Marco Verratti si è messo in "castigo"
Il centrocampista italiano ha lasciato il Paris Saint-Germain ed è andato in Qatar. A soli due anni di distanza da un Europeo giocato e vinto da protagonista il suo talento sembra essere entrato in crisi
Sarà anche vero che è meglio essere tristi sul sedile posteriore di una Rolls Royce che altrove, ma quanta malinconia in questo addio alla chetichella di Marco Verratti, scaricato dal Paris Saint-Germain al quale ha donato di fatto l’intera carriera. Non si è imbarcato per la rotta più battuta dell’estate, quella destinata in Arabia Saudita, ma ha scelto qualcosa di tremendamente vicino, il Qatar: ha firmato l’ennesimo contratto faraonico di questi mesi di inversione di tendenza e, ovviamente, giurato amore all’Al Arabi. “Non vedo l’ora di scoprire tutto di questa nuova realtà, sono molto felice”, ha detto, e dobbiamo quantomeno provare a credergli.
Aveva tutto per essere un talento generazionale e anche per questo aveva lasciato l’Italia senza nemmeno mettere piede in Serie A: quel che doveva mostrare si era già visto in B, numero 10 (sulle spalle) nel 4-3-3 zemaniano a Pescara, direttore d’orchestra non ancora ventenne di una squadra praticamente perfetta, con Insigne in fascia e Immobile a metterla dentro a ripetizione. Adesso che di anni ne deve compiere 31, Verratti lascia il calcio che guarda alla Champions League come l’obiettivo primario preferendo un esilio dorato, dopo aver incassato, stando alle indiscrezioni dei quotidiani francesi, una bocciatura senza precedenti da Luis Enrique: “Con me non giocherai mai”. A soli due anni di distanza da un Europeo giocato e vinto da protagonista, è caduto in disgrazia in una maniera fragorosa, impossibile da prevedere, e siamo qui a chiederci cosa non abbia funzionato nella carriera di Verratti.
È stato soltanto un discorso di problemi fisici – nel corso dei suoi anni parigini, non ha mai superato il 70 per cento del minutaggio complessivo, con una fragilità endemica che ha toccato picchi allarmanti nelle ultime due stagioni – oppure c’è dell’altro, qualcosa di insondabile?

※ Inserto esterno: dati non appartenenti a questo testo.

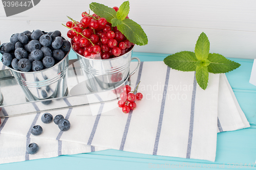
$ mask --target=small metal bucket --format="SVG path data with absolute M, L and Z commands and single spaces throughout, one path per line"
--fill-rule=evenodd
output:
M 129 79 L 139 68 L 140 60 L 137 57 L 131 58 L 133 47 L 126 53 L 117 57 L 102 60 L 86 58 L 75 50 L 83 74 L 87 78 L 87 88 L 92 92 L 111 90 L 116 88 Z M 136 68 L 130 74 L 130 64 L 132 60 L 138 60 Z
M 22 72 L 9 67 L 24 91 L 27 101 L 63 97 L 68 94 L 66 72 L 69 53 L 52 67 L 38 71 Z

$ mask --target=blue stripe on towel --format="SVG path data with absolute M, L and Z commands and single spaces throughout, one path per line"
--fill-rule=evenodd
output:
M 187 142 L 186 158 L 190 158 L 191 147 L 192 146 L 192 138 L 193 137 L 194 117 L 195 112 L 195 103 L 196 101 L 196 93 L 197 91 L 197 79 L 196 78 L 196 71 L 194 78 L 193 91 L 192 92 L 192 100 L 191 101 L 190 120 L 189 131 L 188 132 L 188 140 Z
M 135 85 L 135 87 L 137 87 L 139 82 L 140 81 L 140 78 L 141 78 L 141 72 L 142 72 L 142 68 L 143 66 L 143 62 L 140 62 L 140 65 L 139 68 L 139 72 L 138 73 L 138 77 L 137 78 L 136 84 Z M 119 148 L 119 150 L 121 151 L 123 151 L 123 148 L 124 148 L 124 144 L 125 143 L 125 140 L 126 139 L 128 130 L 129 130 L 130 123 L 131 122 L 131 119 L 132 118 L 132 114 L 133 113 L 133 110 L 130 111 L 130 112 L 128 114 L 126 124 L 125 125 L 125 127 L 124 128 L 123 137 L 122 138 L 122 141 L 121 141 L 121 144 Z
M 168 87 L 168 83 L 169 82 L 169 77 L 170 75 L 170 68 L 167 67 L 166 76 L 165 77 L 165 82 L 164 83 L 164 88 L 163 92 L 163 98 L 162 99 L 162 103 L 161 104 L 161 109 L 159 115 L 159 119 L 158 120 L 158 125 L 157 126 L 157 134 L 156 135 L 156 139 L 155 140 L 155 144 L 153 149 L 153 155 L 156 155 L 157 154 L 157 150 L 158 149 L 158 143 L 159 142 L 159 138 L 161 134 L 161 129 L 162 128 L 162 123 L 163 122 L 163 112 L 164 111 L 164 105 L 165 105 L 165 100 L 166 98 L 166 93 Z
M 220 122 L 220 120 L 219 119 L 219 117 L 218 117 L 218 128 L 219 129 L 219 131 L 220 132 L 223 132 L 223 129 L 222 129 L 222 127 L 221 127 L 221 123 Z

Il centrocampista italiano è diventato a tratti sineddoche del Psg stesso: forte, talentuoso, mai capace di arrivare al bersaglio grosso, finendo anche per essere il destinatario preferito delle accuse nello scorso marzo, ritenuto il responsabile principale dell’eliminazione contro il Bayern Monaco. Tre anni prima, nell’agosto del 2020, aveva preso parte soltanto per mezz’ora alla finale europea contro i bavaresi, frenato per l’ennesima volta dai problemi fisici: doveva essere la sua notte, divenne quella del Bayern e di un ragazzo, Kingsley Coman, che invece da Parigi era scappato presto, quasi a voler rinunciare al destino di finire triste e immalinconito come tanti campioni che all’ombra della Torre Eiffel hanno smarrito il sacro furore.
Luciano Spalletti ha detto di essere pronto ad aspettarlo, nonostante il Qatar, e ha giurato di aver incassato piena disponibilità da Verratti, proprio nelle ore in cui l’Equipe gli riservava l’ultima stilettata: il presunto no al commissario tecnico, che lo avrebbe chiamato per le sfide con Macedonia del Nord e Ucraina, e di conseguenza alla Nazionale. Anche qui, prendiamo per buona l’ufficialità: nessun rifiuto, dunque, nessuna resa, nessuna voglia di togliersi l’azzurro dalla pelle. Eppure, su Verratti, le domande continuano a essere superiori alle risposte. Di sicuro ci sono i milioni del Qatar e una scelta che porta con sé il sapore del passo indietro.